Pour moi, la vie ne vaut plus rien. Il m’est presque égal de mourir aujourd’hui d’un coup de couteau dans le dos que plus tard, à un moment qui ne saurait tarder, je ne pense pas qu’il me reste beaucoup à vivre, d’une pneumonie ou d’une mauvaise chute dans la baignoire. C’est du pareil au même. Voilà pourquoi je vous ai dupé. Si j’avais raté mon coup, je serais morte à l’heure qu’il est et je ne ferais déjà plus partie de ce monde. Et si ça marchait, ce qui a été le cas dès que vous m’avez tourné le dos pour fouiller dans l’armoire à pharmacie, j’avais l’intention de vous enfermer à double tour dans cette salle de bains, ce que j’ai fait et ce qui me permet à présent d’avoir quelqu’un à qui raconter l’histoire de ma mère ou n’importe quoi d’autre, ce qui me passe par la tête. Vous vouliez me voler mon argent et, au bout du compte, c’est moi qui vous vole votre temps.

Oui, oui, libre à vous de protester, mais comme on dit chez nous, voler un larron, c’est cent ans de pardon. »

Bien qu’elle tienne plus du dialogue de sourds ou du monologue qu’autre chose – la porte close de la salle de bain ne facilite sans doute pas l’échange – on peut dire qu’une sorte de « relation » s’installe entre les deux personnages au fil des jours (la vieille dame glisse des biscuits sous la porte pour que l’adolescent ne dépérisse pas).

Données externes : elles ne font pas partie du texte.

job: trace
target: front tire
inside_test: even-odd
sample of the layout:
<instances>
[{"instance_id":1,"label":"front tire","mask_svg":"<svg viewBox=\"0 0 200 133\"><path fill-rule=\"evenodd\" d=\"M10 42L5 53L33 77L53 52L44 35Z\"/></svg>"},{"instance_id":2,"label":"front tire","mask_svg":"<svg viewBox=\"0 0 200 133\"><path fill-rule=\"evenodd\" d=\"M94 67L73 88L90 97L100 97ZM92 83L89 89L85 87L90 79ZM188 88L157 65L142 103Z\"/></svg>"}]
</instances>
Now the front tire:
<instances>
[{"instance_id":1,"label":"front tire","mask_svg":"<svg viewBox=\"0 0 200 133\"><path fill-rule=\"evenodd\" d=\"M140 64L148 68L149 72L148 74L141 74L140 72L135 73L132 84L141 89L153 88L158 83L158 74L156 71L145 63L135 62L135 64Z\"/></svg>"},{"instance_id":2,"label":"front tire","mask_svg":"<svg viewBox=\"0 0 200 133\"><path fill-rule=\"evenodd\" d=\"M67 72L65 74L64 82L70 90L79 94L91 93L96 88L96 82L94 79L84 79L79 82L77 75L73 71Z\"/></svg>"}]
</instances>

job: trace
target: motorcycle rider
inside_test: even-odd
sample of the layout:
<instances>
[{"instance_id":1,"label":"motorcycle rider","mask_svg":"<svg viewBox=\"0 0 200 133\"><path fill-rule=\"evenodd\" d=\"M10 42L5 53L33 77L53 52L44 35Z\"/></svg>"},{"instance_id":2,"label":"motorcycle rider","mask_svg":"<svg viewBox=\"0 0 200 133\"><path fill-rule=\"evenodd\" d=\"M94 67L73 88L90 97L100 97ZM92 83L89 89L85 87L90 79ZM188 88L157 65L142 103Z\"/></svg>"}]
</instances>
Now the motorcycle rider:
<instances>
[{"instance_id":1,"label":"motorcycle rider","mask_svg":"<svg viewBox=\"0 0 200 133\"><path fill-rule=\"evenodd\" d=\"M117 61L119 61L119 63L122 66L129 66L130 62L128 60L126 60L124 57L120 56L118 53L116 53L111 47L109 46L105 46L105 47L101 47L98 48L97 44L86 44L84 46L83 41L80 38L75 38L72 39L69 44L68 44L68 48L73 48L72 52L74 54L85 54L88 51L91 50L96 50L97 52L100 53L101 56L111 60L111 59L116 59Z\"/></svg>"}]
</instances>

D’abord clairement victime, l’aïeule prend peu à peu la mesure de son « adversaire ». Le rapport de force s’inverse et, situation aidant, elle en vient à le dominer.

D’humeur changeante, la vieille dame, tout sucre tout miel au premier abord, compare son prisonnier au petit-fils qu’elle n’a jamais eu, avant de faire montre par moments d’une grande autorité, voire d’une certaine cruauté.

Plus léger que l’air – pas vraiment un polar d’ailleurs, bien qu’il ait fait partie d’une sélection du Prix SNCF du polar – est un exercice de style original, un pari osé mais somme toute plutôt réussi. En imaginant ce huis-clos, Federico Jeanmaire a fait la part belle à la psychologie des personnages, sans pour autant oublier d’instiller une petite dose de suspense dans son récit.


Plus léger que l’air (Más liviano que el aire, 2009) de Federico Jeanmaire, Joëlle Losfeld (2011). Traduit de l’espagnol (Argentine) par Isabelle Gugnon, 221 pages.